I don’t get most poetry. I get some, mostly the classics, the short ones anyway. But long rambling dry-as-dust elegiac reflections in churchyards and modern free verse usually have me mentally wandering off before I get past the first few stanzas.
Lately, I’ve been reading poetry to Nan’s mother, Barbara, when we go to visit her at Parc Provence. The shorter poems keep her attention; she laughs at some of the amusing ones and seems moved by some of the profound ones. I’ve been reading from old English Lit textbooks dating mostly from my father’s high school days, so I haven’t read anything to her written since WWII.
Saturday night we went to the Official Grand Opening of our neighborhood Left Bank bookstore. The featured evening event was a poetry reading. It was interesting to try modern poetry again, much as I used to try liver every few years. I eventually gave up on liver.

My Persona de Event, Santa Garcia, ur-freak and retro-bohemian.
We heard a half-dozen Left Bank staffers read their poetry to warm the crowd up for the main event, a reading by D. A. Powell. Powell is a famous published and award-winning poet I’d never heard of. To be fair, most of the poets I’ve ever heard of are dead.
The staffers were a varied lot and I appreciate their willingness to share their innermost thoughts and feelings and admire the courage it took to bare their souls.

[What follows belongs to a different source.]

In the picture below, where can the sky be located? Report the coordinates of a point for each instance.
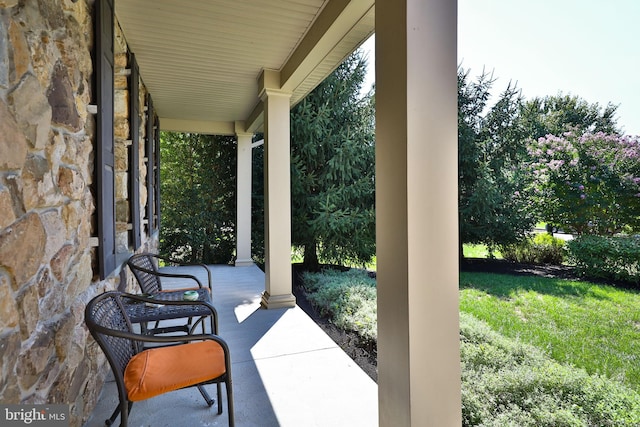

Only one staff reader ellicited an emotional response from me, a young woman reading erotic poetry. It wasn’t the eroticism I responded to. Really! (I think.) It was the joy and passion she projected as she read her poems. She could have been speaking in an unfamiliar language and she still would have succeeded in making her listeners react.
Powell’s reading was dramatic and memorable, though it represented the exact opposite approach. He read in a very deliberate, quiet, and syncopated cadenced voice. I can still hear it in my head days later. The young woman’s style, and, particularly, Powell’s style, went a long way to confirm my belief that, in modern free verse, delivery is as important, sometimes more important, than content.
“I fear my mucus: its endless volume and amorphous shape
a demon expelling from my lips.”
from [my riches I have squandered. spread with honey] by D. A. Powell
When you’re reading phrases like, “I fear my mucus,” your delivery had better evoke something in the audience other than snorts of derision. Earlier in this poem, Powell uses exsiccated when he could have used desiccated. Nine hundred and ninety-nine people out of a thousand are, like me, going to come to a screeching mental halt when they hear “exsiccated.” He’s trying to be deliberately inaccessible. And succeeding. But you could hear a pin drop while he was reading. When I re-read his poetry now, I hear his voice.
A lot (not all) of the free verse I heard Saturday night reminded me of wordwooze, colorful words and snippets of phrase strung together to produce what sounded like meaningless white noise. The poems surely meant something profound to their authors, but if I, the listener/reader, don’t hear a message, or perceive an image, or experience an emotion without needing to have it explained, it comes across to me as wordwooze.
Powell demonstrated that you can make even wordwooze move an audience if your delivery is memorable.
If any of the Left Bank Poets read these words because they’ve followed Google here, pay no attention to the ramblings of a sometimes reactionary old man who’s trying to understand himself and his responses to art. Follow your muse!
But work on your delivery!

Advance Uncorrected Proofs
And then we got to pillage a table of books. These were advance reader copies Left Bank was giving away to its Friends (and Nan and I are Friends). You got to fill up a canvas tote (also a gift) with anything you wanted from the table. Most of the books were identified as “advance uncorrected proofs.” Some didn’t have cover art yet, just statistics about the book on a Kinko’s-type binding. One was bound from right-to-left, with page one being the last page of the book and page 253 being the first page.
We showed restraint and only half-filled the bag.
I read some discussion on the Internet concerning the value of these odd books with their errors and strange bindings. People in the know take the position that, unless they are signed by the author, or stained by the author’s tears, they’re worth less than a regular copy because (duh) they contain errors. People probably thought the same thing about the Inverted Jenny. Now they’re worth $300,000 a pop. Heh!
Big fun.
- Poppa
I love reading your ramblings. Keep ‘em coming!